JE VIS une femme avancer en s’appuyant sur son bâton de marche, une brume de chaleur enveloppait ses gestes. Le bitume fumait un peu, la pente s’accentuait, je me demandais si elle allait pouvoir continuer comme ça longtemps. Elle allait jusqu’à la ville, ce qu’elle me raconta quand je la dépassai en voiture. Elle ne voulut pas monter, elle dit que marcher lui faisait du bien, qu’elle allait s’occuper d’un vieil homme. Elle-même n’était plus une jeunesse, mais elle allait quand même d’un bon pas finalement. Elle me mit en garde contre le sac plastique au milieu de la chaussée un peu plus loin. Il contenait de la magie noire, il fallait l’éviter, je me demandais bien comment elle pouvait le savoir, mais j’évitais le sac, jetant un œil à la femme dans le rétroviseur. Il me sembla que planait quelque chose au-dessus d’elle, je n’aurais su dire quoi, un grand oiseau, un voile. La semaine suivante, on la retrouva chez elle, morte depuis plusieurs heures, allongée à même le sol. Elle n’avait pu refermer ses volets.
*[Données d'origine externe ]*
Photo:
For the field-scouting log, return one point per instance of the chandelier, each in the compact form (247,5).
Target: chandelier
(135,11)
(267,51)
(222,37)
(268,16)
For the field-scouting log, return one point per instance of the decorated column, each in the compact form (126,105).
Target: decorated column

JE VIS le ciel s’ouvrir dans l’aube naissante, les nuages s’écarter pour laisser place à une énorme plaie, une déchirure immense qui balafrait le flanc de la montagne. JE VIS cette fracture ouverte vomir un sang vermillon dans un vacarme qui brûlait tout sur son passage. JE VIS le sillon de lave glisser sur la pente du volcan, en avaler avidement toute vie, se disperser parfois en énormes cubes roulant et cahotant, se répandre en un lac bouillonnant. JJE VIS la marée incendiaire descendre jusqu’à la route qu’empruntent les habitants. JE VIS une terre gronder, un magma en colère, des fumerolles danser en ricanant. Une terre rattrapée par la fureur du ciel devenu violet. Rien pourtant qui ne puisse me dissuader de m’installer ici. Le vieux avait tenu à ce que je voie, j’avais vu.
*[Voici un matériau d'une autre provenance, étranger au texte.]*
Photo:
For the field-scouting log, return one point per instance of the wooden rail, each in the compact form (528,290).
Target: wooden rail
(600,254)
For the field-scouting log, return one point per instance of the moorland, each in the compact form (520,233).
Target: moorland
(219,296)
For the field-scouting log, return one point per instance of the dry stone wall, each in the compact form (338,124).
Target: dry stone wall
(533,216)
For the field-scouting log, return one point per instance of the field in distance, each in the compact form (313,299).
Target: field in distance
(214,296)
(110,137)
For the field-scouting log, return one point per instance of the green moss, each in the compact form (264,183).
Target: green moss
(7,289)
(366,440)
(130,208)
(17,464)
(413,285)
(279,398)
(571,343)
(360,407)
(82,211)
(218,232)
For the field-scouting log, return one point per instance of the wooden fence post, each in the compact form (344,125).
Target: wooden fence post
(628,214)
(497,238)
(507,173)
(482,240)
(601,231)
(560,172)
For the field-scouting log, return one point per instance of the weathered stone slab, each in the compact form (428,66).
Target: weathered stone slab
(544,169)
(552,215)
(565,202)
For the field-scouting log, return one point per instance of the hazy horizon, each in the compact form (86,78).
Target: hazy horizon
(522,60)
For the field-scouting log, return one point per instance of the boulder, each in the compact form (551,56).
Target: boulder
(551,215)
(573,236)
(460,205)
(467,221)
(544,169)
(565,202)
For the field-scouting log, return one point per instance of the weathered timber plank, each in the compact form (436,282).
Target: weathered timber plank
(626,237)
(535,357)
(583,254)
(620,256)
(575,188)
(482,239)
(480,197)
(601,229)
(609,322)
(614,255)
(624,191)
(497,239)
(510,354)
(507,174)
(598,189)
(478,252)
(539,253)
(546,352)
JE VIS son visage dans la mort. Les marques de la souffrance malgré les soins apportés à cette peau encore jeune. L’avait-il vue venir ? Le pire était dans cette question. Je ne pouvais détacher mon regard de la tête boursouflée, je ne reconnaissais rien de celui qui m’avait interpelée joyeusement la semaine précédente, m’embrassant au plus près de ce grain de beauté qui ornait le coin gauche de ma bouche. Sa vie était un conte de fées. Il s’en amusait. Je m’en inquiétai brutalement. Je l’entendais encore me raconter quel piètre jardinier il était, lui qui ne savait faire pousser des escholtzias. J’allais en planter des dizaines. Ils se sèmeraient d’année en année, je n’aurai rien à faire que de les admirer dans leurs robes jaunes orangées. Ce serait son sourire dépité dans chaque corolle. Mais ce serait un sourire démultiplié.